The final vote count was 57-43, with seven Republicans voting against the former president. However, Democrats would have had to persuade 17 Republicans to join them all in order to succeed in getting the two-thirds majority needed to secure a conviction.

There was widespread speculation that MrMcConnell may vote to convict Mr Trump, but he did not. Instead, he slammed the former president following the vote, commenting that his words had led to the Capitol riot.

He said: “They did this because they had been fed wild falsehoods by the most powerful man on earth. Because he was angry. He had lost an election. Former President Trump’s actions preceded the riot were a disgraceful, disgraceful dereliction of duty.”

Mr McConnell reportedly did not believe the Senate was right to pursue a trial, with CNN reporting sources close to the Senate minority leader saying he believed a Senate impeachment trial could not be held for someone who had left office.

But despite voting to acquit the former president, Mr McConnell made it clear he was placing the blame firmly at Mr Trump’s feet.
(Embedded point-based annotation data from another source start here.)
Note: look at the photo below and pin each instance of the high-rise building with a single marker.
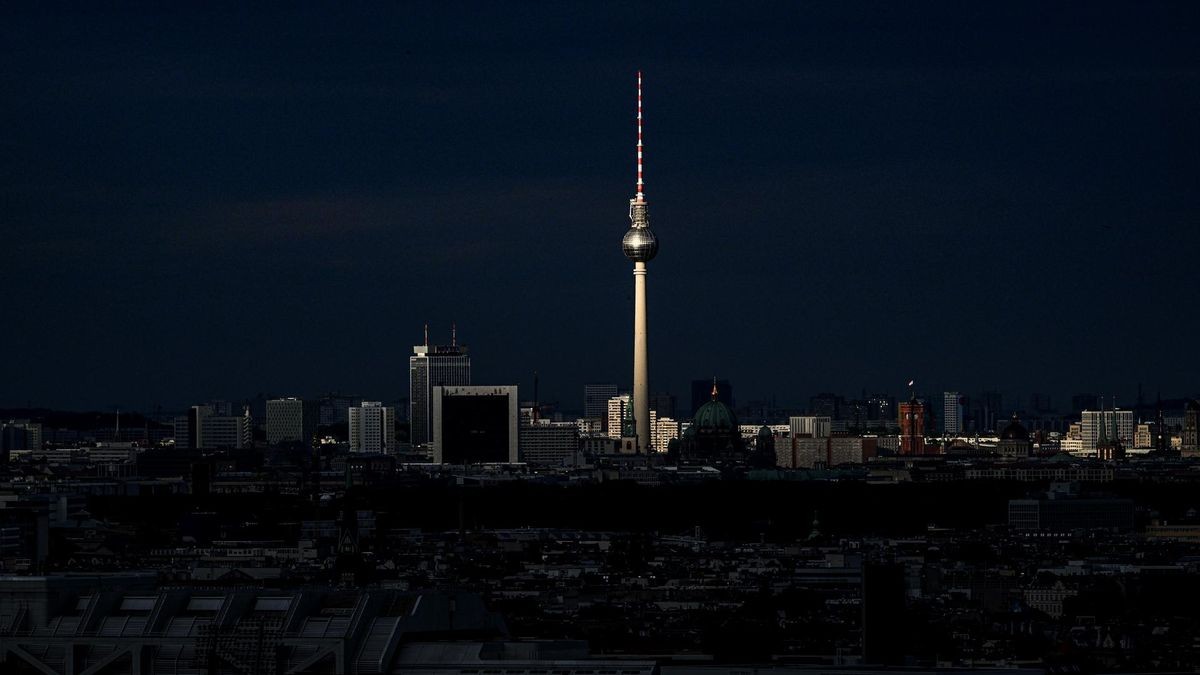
(475, 425)
(952, 413)
(665, 430)
(640, 245)
(1189, 437)
(438, 365)
(292, 420)
(663, 404)
(1091, 426)
(203, 429)
(372, 428)
(595, 399)
(618, 413)
(810, 426)
(912, 426)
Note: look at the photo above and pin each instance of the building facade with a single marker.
(912, 428)
(1090, 426)
(431, 366)
(952, 413)
(292, 420)
(475, 425)
(372, 428)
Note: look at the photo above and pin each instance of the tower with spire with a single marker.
(640, 245)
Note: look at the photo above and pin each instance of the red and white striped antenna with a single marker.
(641, 187)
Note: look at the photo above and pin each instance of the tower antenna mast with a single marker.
(641, 186)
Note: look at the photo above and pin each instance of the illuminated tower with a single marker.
(640, 245)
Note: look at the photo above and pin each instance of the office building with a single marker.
(663, 404)
(810, 426)
(335, 408)
(202, 428)
(1189, 437)
(437, 365)
(1066, 514)
(550, 443)
(912, 426)
(826, 405)
(1092, 420)
(952, 413)
(595, 399)
(665, 430)
(19, 435)
(372, 428)
(618, 416)
(292, 420)
(475, 424)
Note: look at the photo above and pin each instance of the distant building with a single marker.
(665, 430)
(663, 404)
(1189, 444)
(431, 366)
(372, 428)
(952, 413)
(881, 407)
(335, 408)
(826, 405)
(19, 435)
(1092, 422)
(550, 443)
(475, 424)
(595, 399)
(618, 416)
(1014, 440)
(912, 426)
(203, 429)
(1066, 514)
(810, 426)
(702, 393)
(292, 420)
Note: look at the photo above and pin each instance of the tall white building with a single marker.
(1090, 426)
(595, 399)
(437, 365)
(618, 412)
(291, 420)
(810, 426)
(952, 413)
(203, 429)
(372, 428)
(665, 430)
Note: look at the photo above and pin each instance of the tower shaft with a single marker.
(641, 365)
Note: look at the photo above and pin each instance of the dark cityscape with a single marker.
(600, 339)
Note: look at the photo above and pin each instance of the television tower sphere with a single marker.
(640, 244)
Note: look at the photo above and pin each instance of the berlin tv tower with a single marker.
(640, 245)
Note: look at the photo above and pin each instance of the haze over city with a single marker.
(219, 203)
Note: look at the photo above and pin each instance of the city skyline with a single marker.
(846, 211)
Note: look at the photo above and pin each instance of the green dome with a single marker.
(715, 416)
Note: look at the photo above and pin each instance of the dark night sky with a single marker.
(217, 203)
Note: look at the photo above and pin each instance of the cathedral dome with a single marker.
(1014, 431)
(714, 416)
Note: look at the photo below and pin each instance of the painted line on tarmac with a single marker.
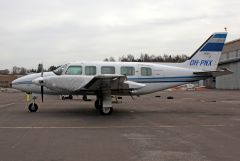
(103, 127)
(6, 105)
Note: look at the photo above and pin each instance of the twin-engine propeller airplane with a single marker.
(105, 79)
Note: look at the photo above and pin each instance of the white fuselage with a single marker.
(156, 77)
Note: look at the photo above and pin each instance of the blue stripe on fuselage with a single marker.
(220, 36)
(213, 47)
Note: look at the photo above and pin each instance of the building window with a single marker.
(90, 70)
(145, 71)
(127, 70)
(74, 70)
(107, 70)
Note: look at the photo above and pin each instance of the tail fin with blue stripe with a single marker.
(207, 56)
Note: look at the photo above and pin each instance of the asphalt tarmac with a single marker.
(194, 126)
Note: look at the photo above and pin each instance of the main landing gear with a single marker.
(33, 107)
(104, 103)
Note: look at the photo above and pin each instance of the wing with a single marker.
(217, 73)
(112, 82)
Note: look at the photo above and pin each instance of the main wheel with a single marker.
(33, 107)
(97, 104)
(106, 110)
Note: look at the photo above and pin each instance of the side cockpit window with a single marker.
(74, 70)
(60, 69)
(129, 71)
(90, 70)
(108, 70)
(146, 71)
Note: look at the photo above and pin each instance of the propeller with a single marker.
(42, 91)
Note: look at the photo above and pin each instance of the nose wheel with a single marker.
(33, 107)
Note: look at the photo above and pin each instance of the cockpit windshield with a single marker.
(59, 70)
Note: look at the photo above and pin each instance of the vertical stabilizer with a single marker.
(207, 56)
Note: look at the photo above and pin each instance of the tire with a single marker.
(106, 110)
(97, 105)
(33, 107)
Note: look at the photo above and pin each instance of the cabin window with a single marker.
(108, 70)
(127, 70)
(145, 71)
(90, 70)
(74, 70)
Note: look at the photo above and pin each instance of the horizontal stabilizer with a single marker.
(134, 85)
(217, 73)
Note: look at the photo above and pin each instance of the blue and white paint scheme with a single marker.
(104, 79)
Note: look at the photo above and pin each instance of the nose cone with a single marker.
(38, 81)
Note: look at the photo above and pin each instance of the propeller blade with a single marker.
(42, 93)
(42, 71)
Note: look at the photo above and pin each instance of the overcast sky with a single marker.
(58, 31)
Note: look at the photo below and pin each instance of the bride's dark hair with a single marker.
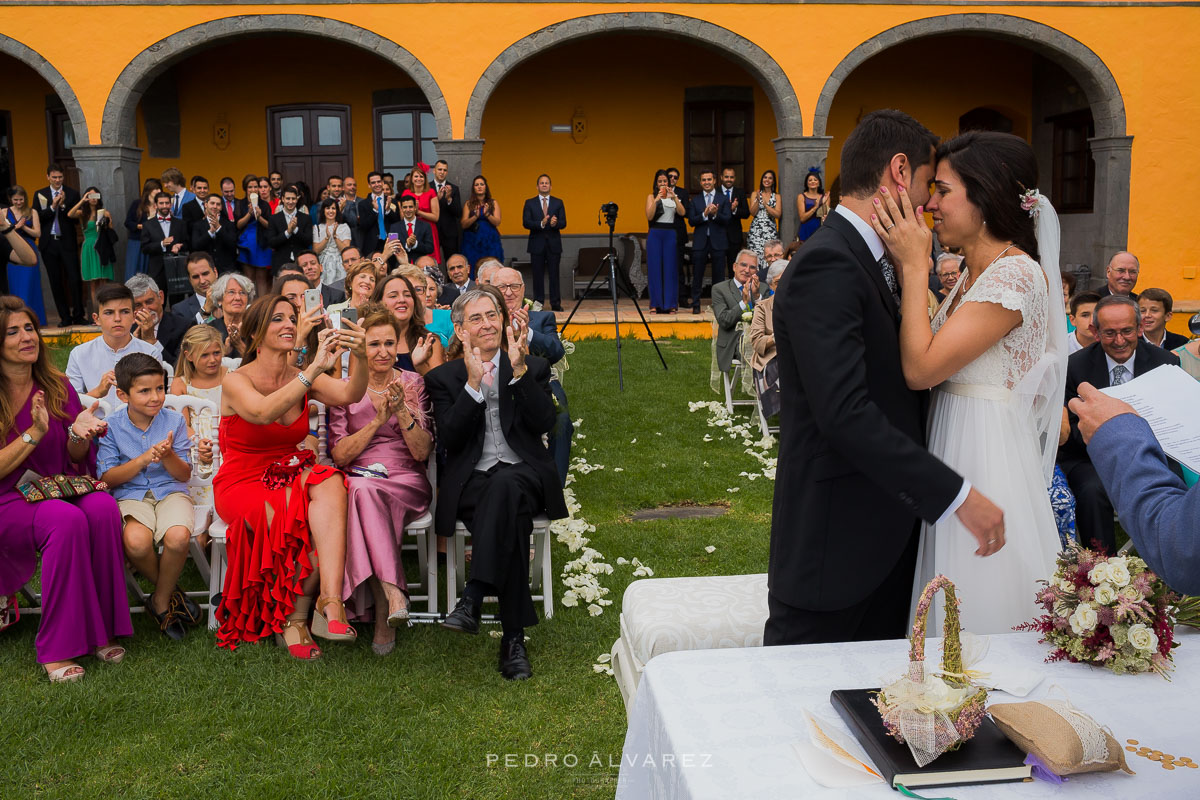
(996, 170)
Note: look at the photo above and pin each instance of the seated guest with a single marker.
(46, 429)
(492, 409)
(1157, 511)
(145, 459)
(150, 323)
(311, 268)
(229, 298)
(1119, 355)
(391, 428)
(731, 299)
(289, 230)
(762, 340)
(1156, 307)
(460, 280)
(201, 274)
(281, 506)
(1083, 306)
(90, 365)
(418, 349)
(1122, 276)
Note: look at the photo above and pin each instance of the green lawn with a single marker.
(193, 721)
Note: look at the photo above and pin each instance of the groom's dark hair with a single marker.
(871, 144)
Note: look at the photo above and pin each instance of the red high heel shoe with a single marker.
(336, 630)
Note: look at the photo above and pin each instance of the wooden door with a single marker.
(310, 143)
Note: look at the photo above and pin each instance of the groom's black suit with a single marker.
(853, 473)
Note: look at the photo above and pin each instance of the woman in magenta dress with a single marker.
(46, 429)
(427, 206)
(382, 441)
(286, 513)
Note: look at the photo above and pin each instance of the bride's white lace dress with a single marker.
(977, 431)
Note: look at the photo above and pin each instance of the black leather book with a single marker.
(989, 757)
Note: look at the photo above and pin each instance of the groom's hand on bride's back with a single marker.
(985, 522)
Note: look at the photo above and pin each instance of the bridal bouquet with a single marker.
(1108, 611)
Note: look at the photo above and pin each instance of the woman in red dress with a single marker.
(286, 512)
(427, 206)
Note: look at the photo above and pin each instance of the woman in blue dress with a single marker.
(480, 226)
(811, 204)
(25, 282)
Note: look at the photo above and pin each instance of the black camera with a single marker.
(609, 212)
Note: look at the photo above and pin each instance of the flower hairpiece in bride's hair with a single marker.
(1032, 200)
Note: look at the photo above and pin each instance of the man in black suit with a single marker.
(376, 214)
(739, 210)
(216, 234)
(855, 476)
(544, 217)
(1117, 356)
(60, 246)
(289, 230)
(415, 234)
(708, 212)
(450, 214)
(492, 409)
(162, 234)
(460, 280)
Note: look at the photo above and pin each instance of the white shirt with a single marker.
(89, 362)
(876, 246)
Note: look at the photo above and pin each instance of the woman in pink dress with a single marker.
(382, 441)
(427, 206)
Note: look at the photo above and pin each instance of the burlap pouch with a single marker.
(1066, 740)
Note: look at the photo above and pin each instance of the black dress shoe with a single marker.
(186, 608)
(168, 621)
(465, 618)
(515, 660)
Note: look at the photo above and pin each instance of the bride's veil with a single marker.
(1039, 394)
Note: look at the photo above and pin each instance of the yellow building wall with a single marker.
(635, 118)
(23, 94)
(1150, 52)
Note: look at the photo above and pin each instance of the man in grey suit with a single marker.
(731, 299)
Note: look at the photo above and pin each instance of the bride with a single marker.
(995, 358)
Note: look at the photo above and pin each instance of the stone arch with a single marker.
(745, 53)
(1083, 65)
(119, 120)
(61, 88)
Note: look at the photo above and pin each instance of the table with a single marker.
(721, 723)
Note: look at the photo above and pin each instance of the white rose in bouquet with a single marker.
(1105, 594)
(1084, 619)
(1119, 571)
(1143, 638)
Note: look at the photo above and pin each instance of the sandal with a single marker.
(69, 674)
(111, 654)
(335, 630)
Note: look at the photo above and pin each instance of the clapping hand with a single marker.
(906, 236)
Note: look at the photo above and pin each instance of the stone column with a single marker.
(1113, 157)
(114, 169)
(466, 160)
(796, 156)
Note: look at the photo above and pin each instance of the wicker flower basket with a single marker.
(933, 714)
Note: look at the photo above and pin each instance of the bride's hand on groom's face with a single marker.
(905, 234)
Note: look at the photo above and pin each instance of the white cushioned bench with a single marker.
(702, 613)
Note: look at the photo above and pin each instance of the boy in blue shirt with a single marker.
(145, 459)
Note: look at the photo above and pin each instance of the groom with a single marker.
(855, 477)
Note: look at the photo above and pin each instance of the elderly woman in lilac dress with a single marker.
(382, 441)
(45, 429)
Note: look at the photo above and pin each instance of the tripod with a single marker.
(610, 260)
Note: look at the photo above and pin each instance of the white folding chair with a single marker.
(541, 581)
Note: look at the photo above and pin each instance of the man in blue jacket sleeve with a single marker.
(1156, 509)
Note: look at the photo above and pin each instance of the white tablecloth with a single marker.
(721, 723)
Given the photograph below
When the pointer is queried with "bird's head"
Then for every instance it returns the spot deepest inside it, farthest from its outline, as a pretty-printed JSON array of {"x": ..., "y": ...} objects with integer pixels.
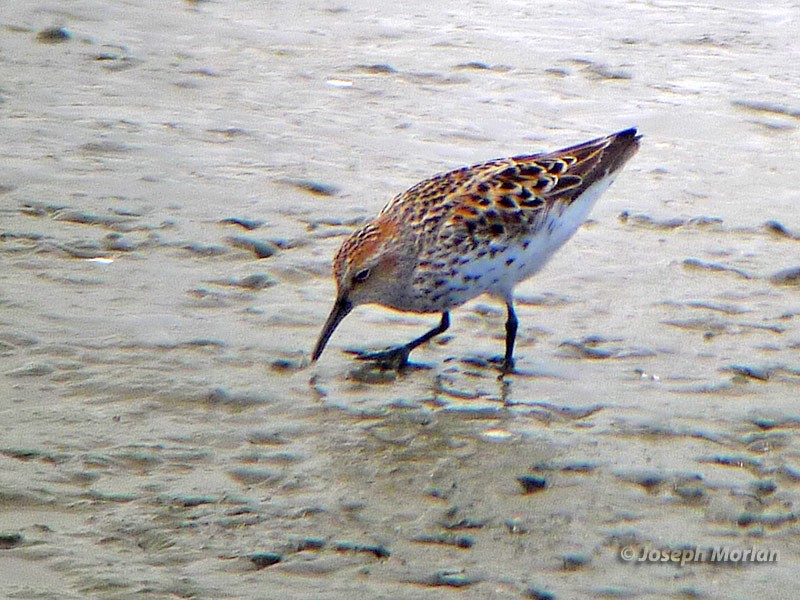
[{"x": 369, "y": 269}]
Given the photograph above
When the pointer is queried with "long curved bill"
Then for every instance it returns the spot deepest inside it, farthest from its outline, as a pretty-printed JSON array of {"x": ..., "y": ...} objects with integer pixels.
[{"x": 340, "y": 310}]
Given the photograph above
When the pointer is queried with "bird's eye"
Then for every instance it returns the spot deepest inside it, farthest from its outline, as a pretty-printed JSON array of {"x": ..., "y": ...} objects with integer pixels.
[{"x": 361, "y": 276}]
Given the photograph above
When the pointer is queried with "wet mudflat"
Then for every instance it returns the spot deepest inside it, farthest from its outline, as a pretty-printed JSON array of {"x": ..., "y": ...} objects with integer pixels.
[{"x": 172, "y": 189}]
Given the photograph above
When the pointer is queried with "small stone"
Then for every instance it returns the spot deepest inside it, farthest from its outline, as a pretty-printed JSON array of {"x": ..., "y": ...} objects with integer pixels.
[
  {"x": 532, "y": 483},
  {"x": 790, "y": 276},
  {"x": 538, "y": 594},
  {"x": 263, "y": 560},
  {"x": 573, "y": 562},
  {"x": 10, "y": 540},
  {"x": 248, "y": 224},
  {"x": 53, "y": 35},
  {"x": 261, "y": 248},
  {"x": 314, "y": 187}
]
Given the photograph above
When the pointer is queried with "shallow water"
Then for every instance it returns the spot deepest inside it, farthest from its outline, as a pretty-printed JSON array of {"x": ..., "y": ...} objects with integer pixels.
[{"x": 173, "y": 187}]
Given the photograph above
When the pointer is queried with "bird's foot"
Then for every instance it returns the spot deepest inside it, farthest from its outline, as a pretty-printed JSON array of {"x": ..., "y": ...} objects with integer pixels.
[
  {"x": 392, "y": 358},
  {"x": 504, "y": 364}
]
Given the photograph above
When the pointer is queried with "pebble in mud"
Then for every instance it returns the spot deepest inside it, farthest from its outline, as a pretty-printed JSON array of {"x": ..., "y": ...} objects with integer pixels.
[
  {"x": 10, "y": 540},
  {"x": 261, "y": 248},
  {"x": 531, "y": 483},
  {"x": 262, "y": 560},
  {"x": 574, "y": 562},
  {"x": 311, "y": 186},
  {"x": 538, "y": 594},
  {"x": 458, "y": 541},
  {"x": 456, "y": 579},
  {"x": 53, "y": 35},
  {"x": 377, "y": 551},
  {"x": 790, "y": 276},
  {"x": 248, "y": 224}
]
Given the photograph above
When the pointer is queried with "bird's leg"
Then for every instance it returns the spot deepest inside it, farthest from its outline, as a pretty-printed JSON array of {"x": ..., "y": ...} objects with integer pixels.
[
  {"x": 511, "y": 336},
  {"x": 397, "y": 358}
]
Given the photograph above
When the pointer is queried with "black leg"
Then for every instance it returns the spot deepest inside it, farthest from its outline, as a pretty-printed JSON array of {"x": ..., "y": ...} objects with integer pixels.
[
  {"x": 397, "y": 358},
  {"x": 440, "y": 328},
  {"x": 511, "y": 336}
]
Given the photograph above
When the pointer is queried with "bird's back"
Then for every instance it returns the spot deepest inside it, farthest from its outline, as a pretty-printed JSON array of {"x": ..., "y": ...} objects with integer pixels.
[{"x": 486, "y": 227}]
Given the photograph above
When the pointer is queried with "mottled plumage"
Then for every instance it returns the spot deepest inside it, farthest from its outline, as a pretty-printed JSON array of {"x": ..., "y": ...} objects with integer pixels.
[{"x": 479, "y": 229}]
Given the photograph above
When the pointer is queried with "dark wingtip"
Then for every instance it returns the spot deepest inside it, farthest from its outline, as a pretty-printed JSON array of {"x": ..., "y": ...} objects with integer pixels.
[{"x": 630, "y": 133}]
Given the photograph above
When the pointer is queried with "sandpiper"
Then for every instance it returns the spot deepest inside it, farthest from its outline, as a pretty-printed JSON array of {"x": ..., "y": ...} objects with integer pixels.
[{"x": 479, "y": 229}]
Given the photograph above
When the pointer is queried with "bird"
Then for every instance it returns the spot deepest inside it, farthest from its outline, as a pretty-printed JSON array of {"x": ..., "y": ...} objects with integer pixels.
[{"x": 474, "y": 230}]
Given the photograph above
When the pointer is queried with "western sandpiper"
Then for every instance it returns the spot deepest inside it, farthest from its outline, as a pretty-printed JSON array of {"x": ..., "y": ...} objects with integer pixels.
[{"x": 479, "y": 229}]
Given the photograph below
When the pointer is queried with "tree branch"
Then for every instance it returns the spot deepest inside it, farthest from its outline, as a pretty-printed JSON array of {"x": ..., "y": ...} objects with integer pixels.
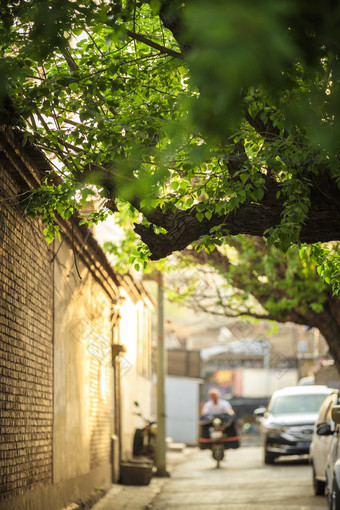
[{"x": 152, "y": 44}]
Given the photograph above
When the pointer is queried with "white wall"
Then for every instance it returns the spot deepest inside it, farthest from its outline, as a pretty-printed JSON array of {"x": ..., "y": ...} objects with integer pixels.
[
  {"x": 182, "y": 409},
  {"x": 258, "y": 382},
  {"x": 134, "y": 386}
]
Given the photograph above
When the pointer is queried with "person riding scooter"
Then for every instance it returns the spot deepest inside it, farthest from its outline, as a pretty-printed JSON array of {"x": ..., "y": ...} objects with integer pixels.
[{"x": 216, "y": 405}]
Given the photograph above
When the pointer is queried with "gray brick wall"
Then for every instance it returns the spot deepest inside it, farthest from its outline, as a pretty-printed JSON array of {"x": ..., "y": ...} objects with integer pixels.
[{"x": 26, "y": 346}]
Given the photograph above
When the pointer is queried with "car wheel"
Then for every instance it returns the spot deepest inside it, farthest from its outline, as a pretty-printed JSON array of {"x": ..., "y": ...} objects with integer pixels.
[
  {"x": 269, "y": 457},
  {"x": 319, "y": 486},
  {"x": 334, "y": 497}
]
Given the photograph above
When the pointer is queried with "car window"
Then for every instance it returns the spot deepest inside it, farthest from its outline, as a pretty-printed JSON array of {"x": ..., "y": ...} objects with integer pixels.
[
  {"x": 287, "y": 404},
  {"x": 328, "y": 413}
]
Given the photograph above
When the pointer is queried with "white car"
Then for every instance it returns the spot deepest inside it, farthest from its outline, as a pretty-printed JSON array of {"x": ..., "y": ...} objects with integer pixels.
[
  {"x": 287, "y": 424},
  {"x": 323, "y": 431}
]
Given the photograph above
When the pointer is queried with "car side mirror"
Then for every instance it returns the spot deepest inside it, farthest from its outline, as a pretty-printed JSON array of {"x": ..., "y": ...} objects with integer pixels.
[
  {"x": 259, "y": 412},
  {"x": 336, "y": 414},
  {"x": 323, "y": 429}
]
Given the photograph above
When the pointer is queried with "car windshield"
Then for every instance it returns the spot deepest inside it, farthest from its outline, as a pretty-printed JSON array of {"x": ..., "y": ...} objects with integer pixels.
[{"x": 291, "y": 404}]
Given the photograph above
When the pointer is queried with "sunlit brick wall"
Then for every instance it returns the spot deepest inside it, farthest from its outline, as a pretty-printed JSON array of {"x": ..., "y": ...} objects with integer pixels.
[{"x": 25, "y": 346}]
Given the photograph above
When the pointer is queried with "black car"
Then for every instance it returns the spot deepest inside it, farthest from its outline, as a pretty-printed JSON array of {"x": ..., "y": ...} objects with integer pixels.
[{"x": 287, "y": 424}]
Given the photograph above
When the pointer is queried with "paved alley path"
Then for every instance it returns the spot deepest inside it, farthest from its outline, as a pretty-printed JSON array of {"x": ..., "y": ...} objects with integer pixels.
[{"x": 242, "y": 483}]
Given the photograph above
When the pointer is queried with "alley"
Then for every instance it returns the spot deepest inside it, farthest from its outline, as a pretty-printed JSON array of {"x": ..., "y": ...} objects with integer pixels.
[{"x": 242, "y": 483}]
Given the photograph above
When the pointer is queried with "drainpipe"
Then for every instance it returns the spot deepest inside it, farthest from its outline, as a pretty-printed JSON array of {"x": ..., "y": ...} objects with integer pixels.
[{"x": 160, "y": 450}]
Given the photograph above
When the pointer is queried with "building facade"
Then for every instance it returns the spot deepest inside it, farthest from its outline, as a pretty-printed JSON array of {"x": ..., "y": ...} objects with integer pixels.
[{"x": 74, "y": 336}]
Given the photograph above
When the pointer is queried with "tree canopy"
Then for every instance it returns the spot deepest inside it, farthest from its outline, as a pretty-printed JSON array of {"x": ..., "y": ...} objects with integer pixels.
[{"x": 207, "y": 118}]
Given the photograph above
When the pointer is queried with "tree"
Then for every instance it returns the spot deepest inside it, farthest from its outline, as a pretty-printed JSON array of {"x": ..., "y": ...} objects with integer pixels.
[
  {"x": 234, "y": 104},
  {"x": 262, "y": 283},
  {"x": 206, "y": 119}
]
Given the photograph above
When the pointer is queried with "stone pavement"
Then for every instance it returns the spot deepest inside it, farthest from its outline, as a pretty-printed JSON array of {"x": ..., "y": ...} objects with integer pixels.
[
  {"x": 131, "y": 497},
  {"x": 243, "y": 482}
]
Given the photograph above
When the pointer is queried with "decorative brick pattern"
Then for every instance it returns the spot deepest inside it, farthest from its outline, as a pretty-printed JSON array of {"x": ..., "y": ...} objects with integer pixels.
[{"x": 26, "y": 346}]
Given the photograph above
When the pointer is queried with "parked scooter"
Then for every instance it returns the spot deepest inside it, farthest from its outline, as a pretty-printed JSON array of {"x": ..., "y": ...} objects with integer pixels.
[
  {"x": 144, "y": 439},
  {"x": 218, "y": 432}
]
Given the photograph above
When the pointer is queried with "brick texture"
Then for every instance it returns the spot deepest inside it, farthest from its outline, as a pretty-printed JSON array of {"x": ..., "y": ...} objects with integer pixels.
[{"x": 26, "y": 346}]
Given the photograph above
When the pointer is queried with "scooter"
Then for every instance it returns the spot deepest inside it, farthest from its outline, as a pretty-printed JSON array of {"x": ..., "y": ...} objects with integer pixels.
[
  {"x": 144, "y": 439},
  {"x": 218, "y": 432}
]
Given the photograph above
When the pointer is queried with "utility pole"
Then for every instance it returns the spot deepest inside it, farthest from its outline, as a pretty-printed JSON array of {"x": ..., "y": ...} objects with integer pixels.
[{"x": 160, "y": 451}]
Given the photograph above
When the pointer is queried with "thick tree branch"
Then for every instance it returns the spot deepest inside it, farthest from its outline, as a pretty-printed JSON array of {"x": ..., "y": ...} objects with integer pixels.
[
  {"x": 183, "y": 227},
  {"x": 152, "y": 44}
]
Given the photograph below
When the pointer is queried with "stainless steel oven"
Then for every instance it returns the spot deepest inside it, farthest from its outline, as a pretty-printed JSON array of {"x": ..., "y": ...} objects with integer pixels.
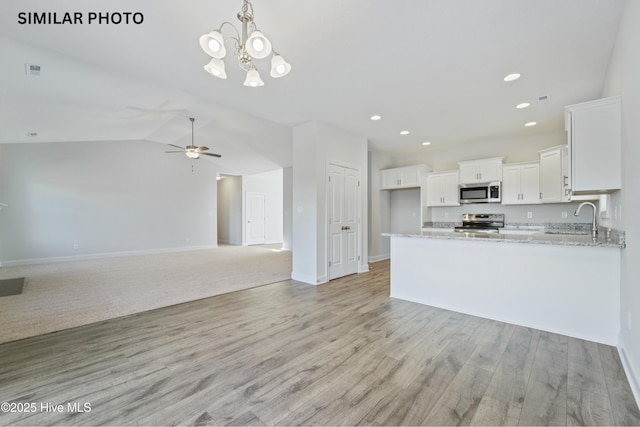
[{"x": 489, "y": 192}]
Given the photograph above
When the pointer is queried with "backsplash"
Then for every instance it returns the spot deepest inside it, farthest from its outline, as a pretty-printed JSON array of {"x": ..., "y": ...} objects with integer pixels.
[{"x": 514, "y": 214}]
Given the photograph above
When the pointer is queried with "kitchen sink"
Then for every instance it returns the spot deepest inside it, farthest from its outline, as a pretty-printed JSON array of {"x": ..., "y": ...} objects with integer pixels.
[{"x": 568, "y": 232}]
Previously a key ally of Mr Trump, Mr McConnell broke ranks when he acknowledged Joe Biden’s election victory – albeit said acknowledgement not coming until mid-December – several weeks after the election was called for the Democrat.

He further distanced himself from Mr Trump in January, 13 days after the deadly Capitol riot, commenting: “The mob was fed lies. They were provoked by the president and other powerful people.

“And they tried to use fear and violence to stop a specific proceeding of the first branch of the federal government, which they did not like. But we pressed on. We stood together, and said an angry mob would not veto power over the rule of law in our nation.”

Mr McConnell had become tired of Mr Trump’s false claims that the 2020 presidential election had been “stolen” from him by Mr Biden, The New York Times reported, but, with the former president retaining much grass-roots support as well as a number of loyalists in Congress, Mr McConnell stopped short of totally turning his back on MrTrump.

As well as voting against conviction on Saturday, Mr McConnell had previously backed a motion tabled by Senator Rand Paul that argued to dismiss the impeachment trial entirely.

With Democrats 10 votes short of the number needed for a conviction, Mr McConnell’s vote alone would not have mad a difference to the outcome of the trial – even if he had fully broken ranks to vote against his former ally.

Mr McConnell’s comments that Mr Trump was “morally responsible” for the riot will have done little to appease the Democrats whose cause he failed to support on Saturday; however, he is likely to have riled Trump loyalists further.